Erik Erikson (1968) describes this need for psychosocial identity, both personal and collective, to be of a ‘special kind’ and to project all the negative qualities on to others which ‘in conjunction with their territoriality, gave men a reason to slaughter one another in majorem gloriam’ (see also Erikson [1963]). Reggie Siriwardena (1984) describes the ‘mystical belief in blood’ in the racist vocabulary to denote racial purity, saying, ‘If you really believe that your blood is inherently superior to that of another race, you will have less compunction about shedding the latter.’ Allport (1954) points out:

  • Both family and racial pride focus on blood. Race is a fashionable focus for the propaganda of alarmists and demagogues. It is the favourite bogey used by those who have something to gain, or who themselves are suffering from some nameless dread. Racists seem to be people who out of their own anxieties, have manufactured the demon of race. Others, like Hitler, have found racism useful in distracting people from their own troubles, and providing them with an easy scapegoat.

A very important component of ethnic consciousness is perception of ‘us’ and ‘them’, the ‘other’, against whom or in reference to whom the group becomes more clearly defined. As Kapferer (1988) argues, the Tamils have become the demonic, evil ‘other’ in the Sinhala psyche. Perception of the ‘other’ includes attitudes and stereotypes concerning the ‘other’. Stereotypical labels usually have an associated emotional tone, often negative. Thus, the terms Demala for the Tamil and Cinkalavar for the Sinhalese, though strictly neutral and used in formal writing, can be used in a derogatory way or as means of exclusion by the other group. Labels paradoxically also influence the person labelled, compelling him to fit the mould. The label can become an inner command (Sartre 1963; Solomon 1974), forcing the individual to behave in a way expected by others. Thus, stereotypes can become both self-perpetuating and self-fulfilling by influencing our behaviour towards those we stereotype as well as drawing out the stereotyped behaviour.

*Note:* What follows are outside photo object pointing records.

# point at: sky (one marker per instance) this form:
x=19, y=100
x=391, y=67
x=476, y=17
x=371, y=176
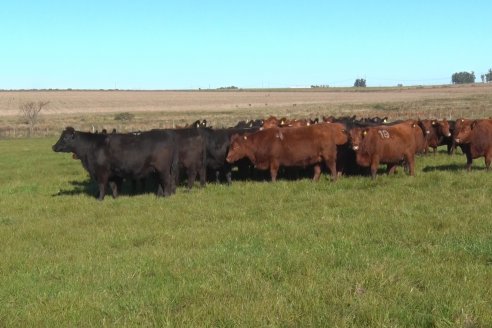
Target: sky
x=249, y=44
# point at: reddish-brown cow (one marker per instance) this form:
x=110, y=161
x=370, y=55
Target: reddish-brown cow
x=391, y=145
x=303, y=146
x=478, y=135
x=436, y=133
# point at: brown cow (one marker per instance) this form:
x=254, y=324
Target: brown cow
x=436, y=133
x=303, y=146
x=273, y=122
x=478, y=135
x=391, y=145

1 Tamil co-ethnics were addressed as brothers and sisters by the LTTE.
2 Tamil militant youth used to cut their fingers with a blade and put pottus (mark of different colours applied in the centre of the forehead or between the eyebrows of religious or cultural significance) on themselves and each other as symbols of their loyalty and commitment at political rallies, which had a profound, electrifying effect on the audience. These stories were then passed on in awe by word of mouth. The phrase raththathin raththam (blood of our blood) was a common metaphor in political rhetoric and nationalistic songs, as was sontha mann (this is our common soil).